Company is not responsible for the actions of other Customers it may place on the Shared Email Hosting Services server or any other resource that the Customer may use. Company will make every effort to ensure that all Customers abide by the Company Acceptable Use Policy (“AUP”) and will periodically review Customer activity in order to ensure compliancy with the AUP.

6.2 Antivirus, Trojan, and Malicious Code Disclaimer.

Company email servers make use of enterprise class antivirus software in order to protect the server and detect virus-infected email messages. Infected email messages will be handled per Company policy and preferences prior to the customer receiving the messages.

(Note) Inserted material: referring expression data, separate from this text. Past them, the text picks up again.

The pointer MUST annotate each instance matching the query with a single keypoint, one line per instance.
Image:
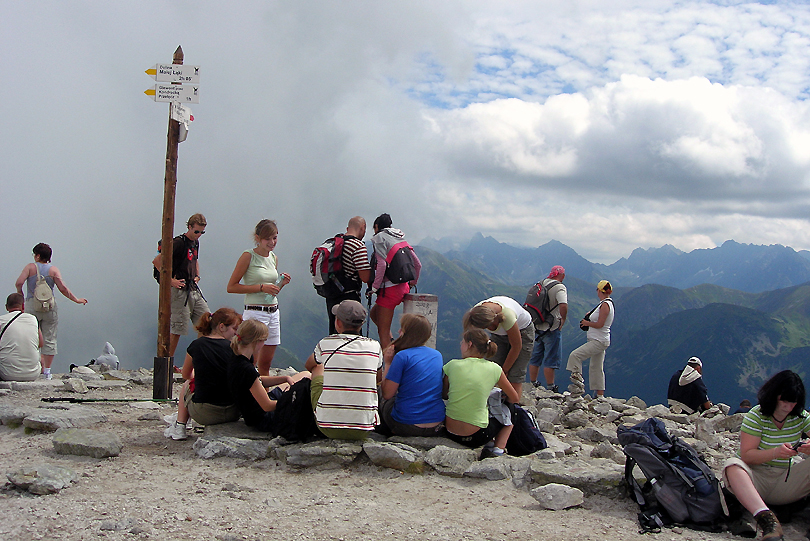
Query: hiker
(47, 319)
(248, 387)
(346, 368)
(597, 322)
(687, 393)
(412, 382)
(467, 385)
(547, 350)
(356, 267)
(390, 293)
(257, 269)
(771, 435)
(209, 400)
(20, 340)
(512, 331)
(188, 304)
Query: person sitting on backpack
(467, 385)
(687, 392)
(209, 400)
(412, 382)
(770, 436)
(346, 369)
(512, 331)
(47, 319)
(20, 340)
(249, 389)
(389, 294)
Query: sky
(604, 125)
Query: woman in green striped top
(771, 435)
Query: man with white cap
(687, 392)
(346, 368)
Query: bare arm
(260, 394)
(60, 284)
(515, 343)
(23, 277)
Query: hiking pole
(74, 400)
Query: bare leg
(47, 361)
(549, 373)
(744, 490)
(265, 359)
(382, 317)
(182, 410)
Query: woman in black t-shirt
(248, 388)
(204, 396)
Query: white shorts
(271, 320)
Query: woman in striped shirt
(770, 436)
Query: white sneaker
(176, 431)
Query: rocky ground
(158, 488)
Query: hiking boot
(769, 524)
(176, 431)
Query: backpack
(43, 294)
(525, 437)
(293, 418)
(538, 303)
(399, 267)
(326, 268)
(680, 487)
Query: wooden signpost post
(174, 73)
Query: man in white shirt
(20, 341)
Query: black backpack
(399, 267)
(326, 267)
(680, 487)
(525, 437)
(538, 303)
(293, 418)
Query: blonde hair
(249, 332)
(480, 317)
(416, 332)
(481, 342)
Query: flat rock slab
(53, 418)
(42, 478)
(236, 429)
(594, 476)
(86, 442)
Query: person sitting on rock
(346, 368)
(687, 392)
(467, 385)
(205, 397)
(412, 382)
(20, 341)
(249, 389)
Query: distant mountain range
(743, 309)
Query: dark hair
(481, 342)
(787, 386)
(416, 332)
(265, 229)
(209, 322)
(15, 299)
(44, 252)
(382, 221)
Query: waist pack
(43, 295)
(679, 488)
(525, 437)
(294, 419)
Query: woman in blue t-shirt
(412, 384)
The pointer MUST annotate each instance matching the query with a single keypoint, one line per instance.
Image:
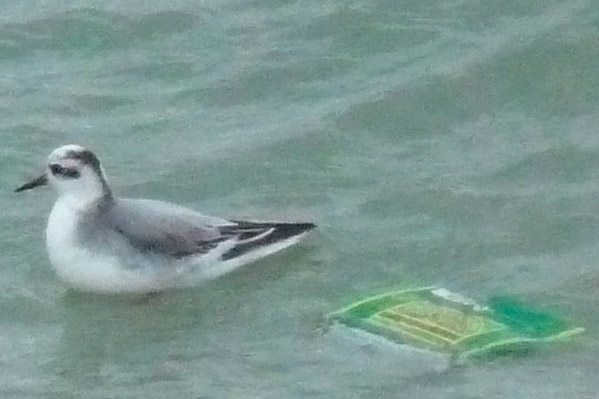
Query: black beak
(40, 181)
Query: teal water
(448, 142)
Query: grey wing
(166, 229)
(175, 231)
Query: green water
(448, 142)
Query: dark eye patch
(58, 170)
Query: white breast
(80, 267)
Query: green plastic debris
(436, 319)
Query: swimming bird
(101, 243)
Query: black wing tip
(280, 232)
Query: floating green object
(436, 319)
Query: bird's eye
(58, 170)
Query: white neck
(82, 193)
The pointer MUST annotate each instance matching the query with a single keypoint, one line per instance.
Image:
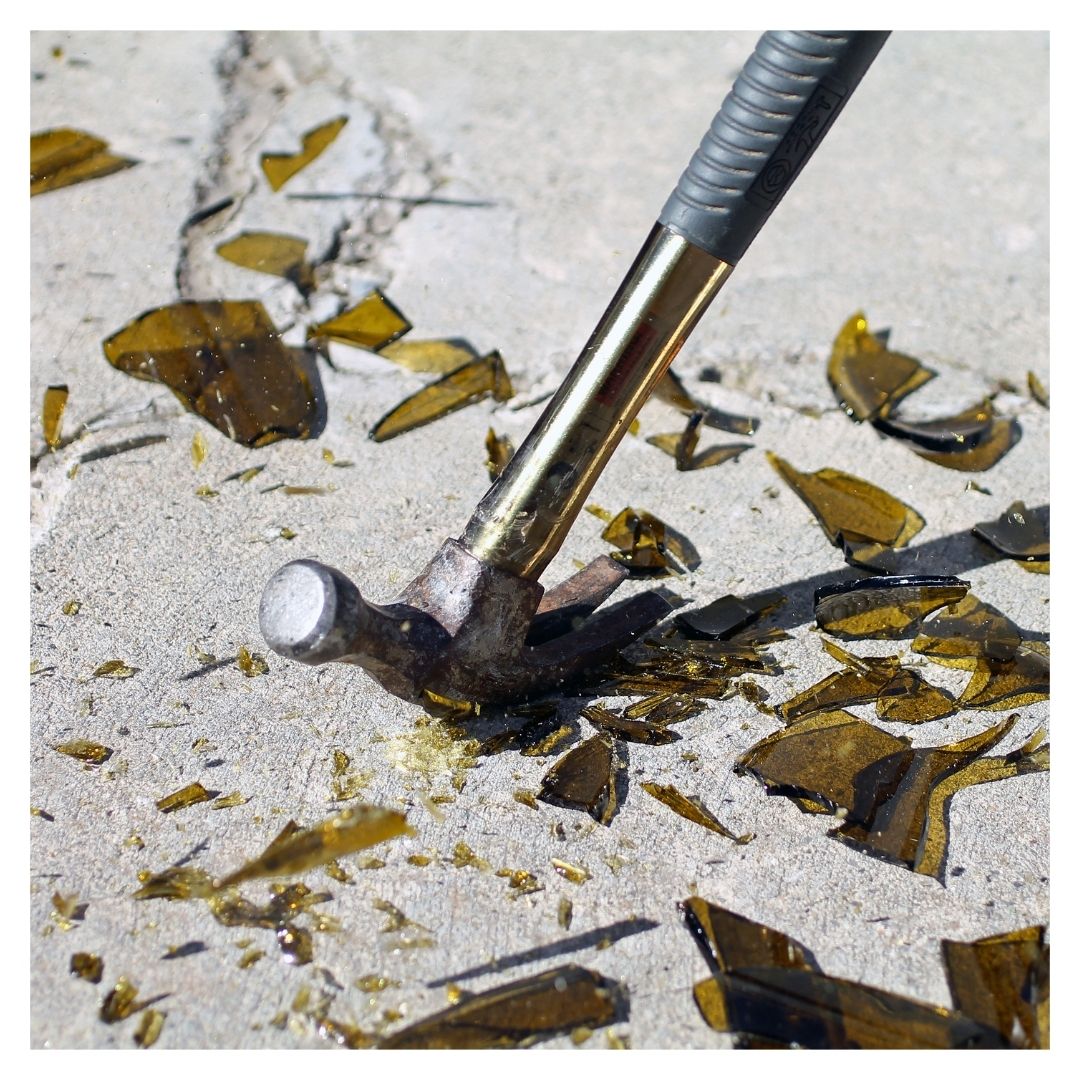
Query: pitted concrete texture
(926, 206)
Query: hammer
(475, 624)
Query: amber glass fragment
(1017, 534)
(281, 167)
(517, 1014)
(349, 831)
(273, 253)
(86, 966)
(485, 377)
(226, 362)
(883, 607)
(584, 779)
(647, 545)
(850, 509)
(670, 389)
(52, 415)
(499, 451)
(83, 750)
(185, 797)
(149, 1028)
(692, 809)
(63, 156)
(1003, 982)
(867, 378)
(372, 323)
(439, 356)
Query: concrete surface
(926, 206)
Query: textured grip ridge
(783, 102)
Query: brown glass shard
(437, 356)
(499, 451)
(851, 510)
(1003, 982)
(518, 1013)
(52, 415)
(648, 547)
(883, 607)
(280, 167)
(652, 734)
(683, 445)
(1038, 391)
(867, 378)
(83, 750)
(584, 779)
(372, 323)
(472, 382)
(63, 156)
(226, 362)
(185, 797)
(349, 831)
(692, 809)
(86, 966)
(670, 389)
(1017, 534)
(272, 253)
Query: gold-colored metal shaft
(523, 520)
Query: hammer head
(462, 629)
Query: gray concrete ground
(926, 206)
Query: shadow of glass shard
(518, 1013)
(272, 253)
(349, 831)
(853, 513)
(885, 607)
(1003, 982)
(1020, 535)
(373, 323)
(671, 390)
(692, 809)
(225, 362)
(280, 167)
(768, 991)
(892, 798)
(867, 378)
(584, 779)
(472, 382)
(648, 547)
(63, 156)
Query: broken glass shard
(83, 750)
(692, 809)
(851, 510)
(226, 362)
(1018, 534)
(439, 356)
(280, 167)
(63, 156)
(648, 547)
(518, 1013)
(472, 382)
(356, 827)
(683, 445)
(185, 797)
(1003, 982)
(867, 378)
(373, 323)
(272, 253)
(584, 779)
(52, 415)
(883, 607)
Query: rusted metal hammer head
(463, 629)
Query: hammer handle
(786, 97)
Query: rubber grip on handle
(784, 100)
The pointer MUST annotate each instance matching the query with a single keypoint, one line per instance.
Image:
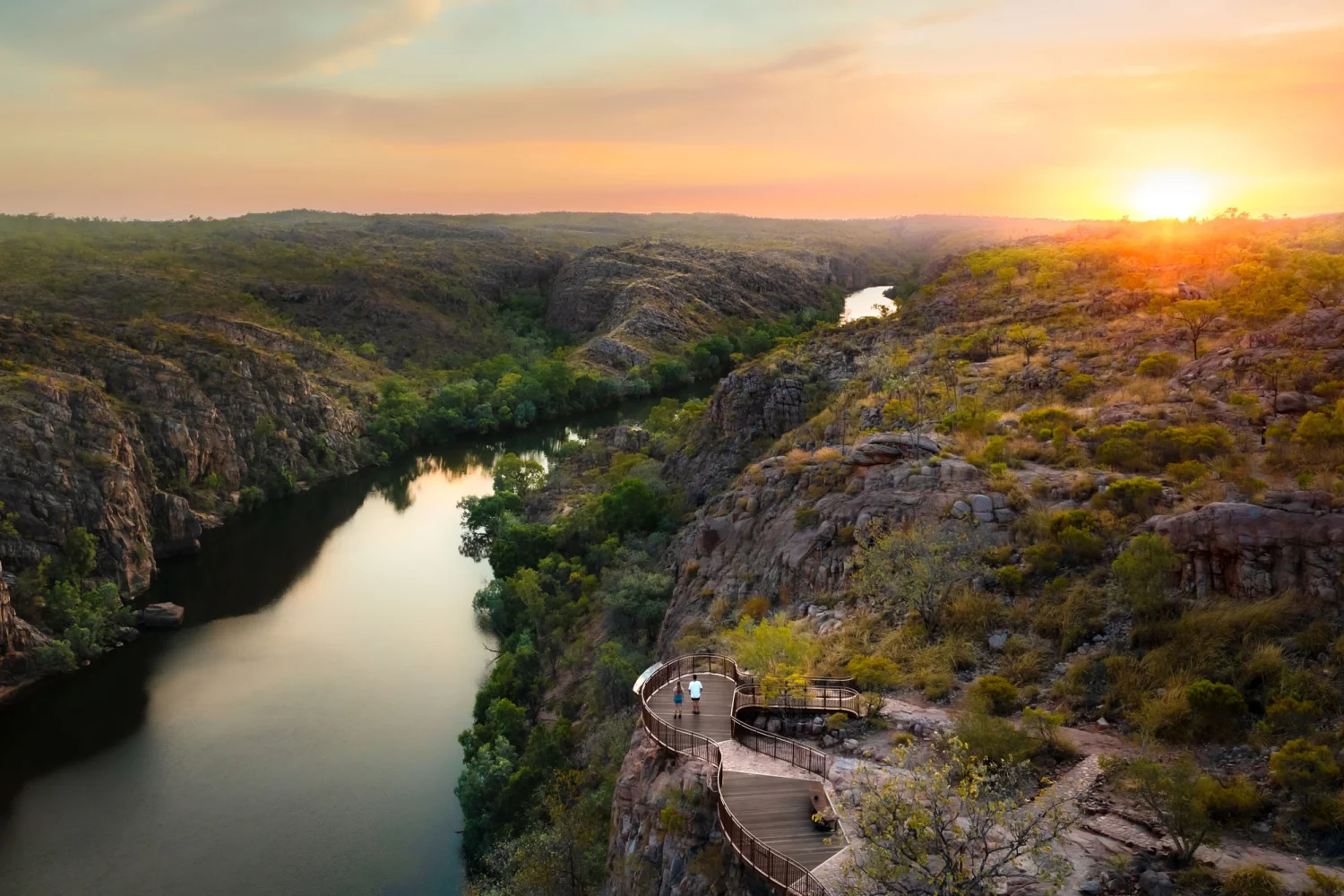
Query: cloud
(175, 43)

Additional antivirus options are available and the Customer may configure these options for inbound and outbound email antivirus scanning in their Shared Email Hosting Services control panel. Due to the nature of virus, trojan, and other malicious code dangers, Company makes no warranty that these features will detect, delete, or otherwise protect Customer from these dangers.  Customer is responsible for implementing their own internal policies and procedures for opening potentially dangerous attachments, and is encouraged to install antivirus software on all access points or computers using Company Shared Email Hosting Services.

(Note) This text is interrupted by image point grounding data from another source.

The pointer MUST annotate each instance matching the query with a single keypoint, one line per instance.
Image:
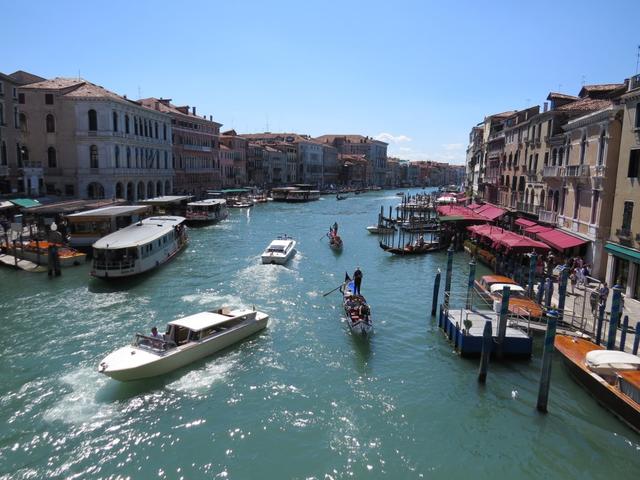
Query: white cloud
(389, 138)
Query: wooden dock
(469, 344)
(26, 265)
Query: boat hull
(184, 355)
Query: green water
(303, 399)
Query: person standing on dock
(357, 281)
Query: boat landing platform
(469, 343)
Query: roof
(139, 233)
(559, 239)
(111, 211)
(25, 202)
(200, 321)
(166, 199)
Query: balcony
(552, 171)
(577, 171)
(547, 216)
(528, 208)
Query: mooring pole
(472, 278)
(502, 326)
(615, 315)
(562, 292)
(436, 293)
(636, 340)
(533, 261)
(623, 335)
(600, 323)
(545, 374)
(447, 280)
(487, 334)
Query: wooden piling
(487, 340)
(502, 325)
(547, 354)
(615, 315)
(623, 335)
(436, 293)
(636, 340)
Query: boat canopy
(608, 361)
(203, 320)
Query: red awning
(560, 240)
(523, 222)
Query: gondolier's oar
(325, 294)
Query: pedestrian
(357, 281)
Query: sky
(416, 74)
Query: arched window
(93, 120)
(51, 157)
(93, 156)
(23, 123)
(51, 124)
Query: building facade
(92, 143)
(195, 147)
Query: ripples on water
(303, 399)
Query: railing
(577, 170)
(547, 216)
(551, 171)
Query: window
(634, 164)
(93, 120)
(51, 157)
(93, 156)
(51, 124)
(627, 213)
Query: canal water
(303, 399)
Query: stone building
(623, 246)
(93, 143)
(18, 173)
(195, 147)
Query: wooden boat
(612, 377)
(187, 340)
(356, 309)
(490, 287)
(413, 249)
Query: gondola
(356, 309)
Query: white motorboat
(139, 248)
(185, 341)
(280, 251)
(210, 210)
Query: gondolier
(357, 280)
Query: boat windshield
(153, 344)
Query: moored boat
(490, 287)
(185, 341)
(139, 248)
(279, 251)
(356, 309)
(612, 377)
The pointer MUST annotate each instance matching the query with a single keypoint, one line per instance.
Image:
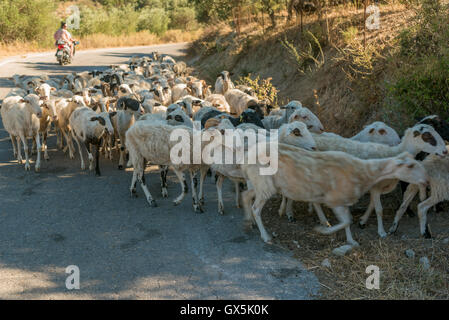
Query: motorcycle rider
(64, 35)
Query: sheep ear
(99, 119)
(297, 132)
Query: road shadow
(55, 68)
(124, 249)
(181, 56)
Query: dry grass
(105, 41)
(348, 101)
(400, 277)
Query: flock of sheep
(134, 108)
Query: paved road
(124, 249)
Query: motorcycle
(63, 52)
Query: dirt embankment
(344, 84)
(338, 79)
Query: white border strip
(35, 55)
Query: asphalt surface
(124, 249)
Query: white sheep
(239, 101)
(437, 169)
(420, 138)
(219, 102)
(333, 178)
(309, 118)
(295, 133)
(378, 132)
(64, 108)
(89, 127)
(223, 83)
(178, 117)
(127, 112)
(150, 141)
(20, 117)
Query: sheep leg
(58, 139)
(19, 150)
(283, 206)
(247, 198)
(203, 173)
(34, 148)
(69, 145)
(83, 166)
(65, 135)
(310, 208)
(344, 217)
(256, 210)
(379, 214)
(141, 179)
(97, 160)
(164, 172)
(422, 215)
(122, 152)
(219, 185)
(44, 145)
(185, 189)
(237, 194)
(25, 149)
(289, 210)
(321, 215)
(133, 184)
(16, 148)
(409, 194)
(37, 166)
(88, 146)
(364, 218)
(196, 206)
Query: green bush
(424, 89)
(421, 84)
(154, 20)
(110, 21)
(27, 20)
(183, 18)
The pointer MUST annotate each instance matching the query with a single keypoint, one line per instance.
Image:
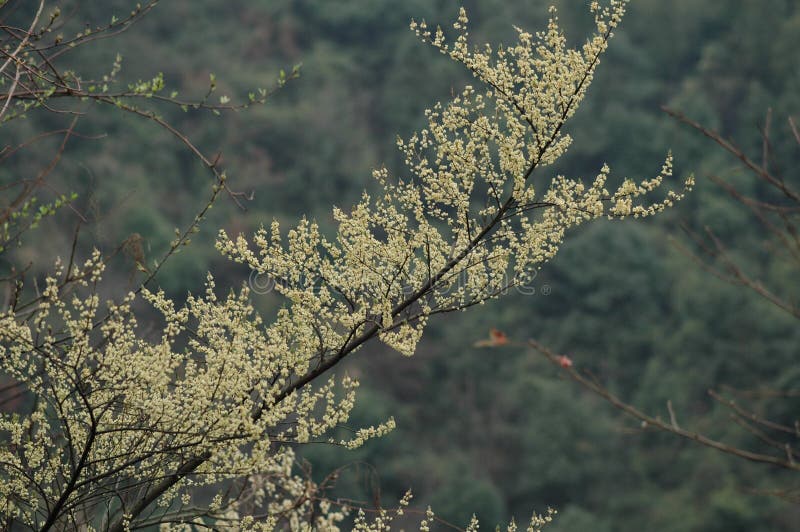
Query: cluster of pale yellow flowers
(125, 423)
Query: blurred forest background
(493, 431)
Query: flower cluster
(133, 429)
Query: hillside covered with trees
(482, 426)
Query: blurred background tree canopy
(620, 299)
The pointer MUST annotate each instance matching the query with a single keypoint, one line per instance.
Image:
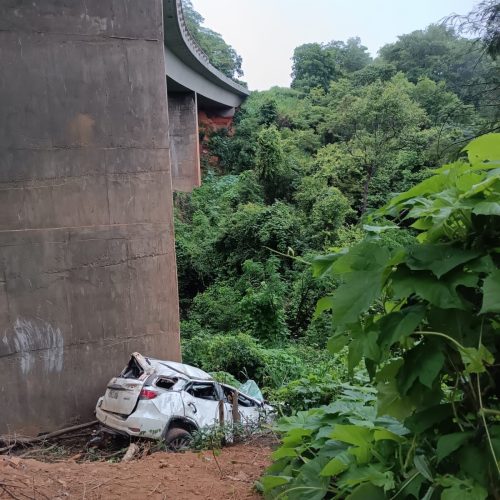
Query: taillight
(147, 394)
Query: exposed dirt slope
(161, 475)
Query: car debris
(168, 400)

7. Trademarks and Copyrighted Material.

Customer warrants that it has the right to use any applicable trademarks or copyrighted material used in connection with this service.

8. Transfer of Agreement.

Customer may not assign or transfer this Agreement, in whole or in part without the prior written consent of Company.  In the event that Customer contemplates whole or partial sale of its business, ownership change, or change in jurisdiction, Customer shall notify Company by mail, facsimile or email no less than 60 days prior to the effective date of the event.

9. Termination.

Company may terminate this Agreement at its sole discretion upon the occurrence of one or more of the following events: 1) failure to comply with any provisions of this Agreement or the “Acceptable Use Policy” upon receipt of written notice from Company of said failure, 2) appointment of receiver or upon the filing of any application by Customer seeking relief from creditors, 3) upon mutual agreement in writing of Company and Customer.

9.1. Account Deactivation, Termination, or Cancellation.
Upon account deactivation, termination, or deletion, all stored files, logs, email messages, attachments, address book entries, mailing lists or other data stored on Company servers will be immediately deleted immediately. Company has no obligation or responsibility to store Customer’s data after Customer’s account has been deactivated or terminated.

10. Disputes.

If legal proceedings are commenced to resolve a dispute arising out of, or relating to, this Agreement, the prevailing party shall be entitled to recover all costs, legal fees, and expert witness fees as well as any costs or legal fees in connection with any appeals.

11. Indemnification.

Customer shall indemnify and hold Company harmless from and against any and all claims, judgments, awards, costs, expenses, damages and liabilities (including reasonable attorney fees) of whatsoever kind and nature that may be asserted, granted, or imposed against Company directly or indirectly arising from or in connection with Customer's marketing or support services of the product or services or the unauthorized representation of the product and services or any breach of this Agreement by Customer.

12. General.

If any provision of this Agreement is held to be unenforceable, the enforceability of the remaining provisions shall in no way be affected or impaired thereby. This Agreement shall be governed by and construed in accordance with the laws of the State of PA. Exclusive jurisdiction and venue shall be in the Chester County,  PA Superior Court. A failure by any party to exercise or delay in exercising a right or power conferred upon it in this Agreement shall not operate as a waiver of any such right or power.

 

Each party represents and warrants that, they are authorized to enter into this Agreement in entirety and duly bind their respective principals.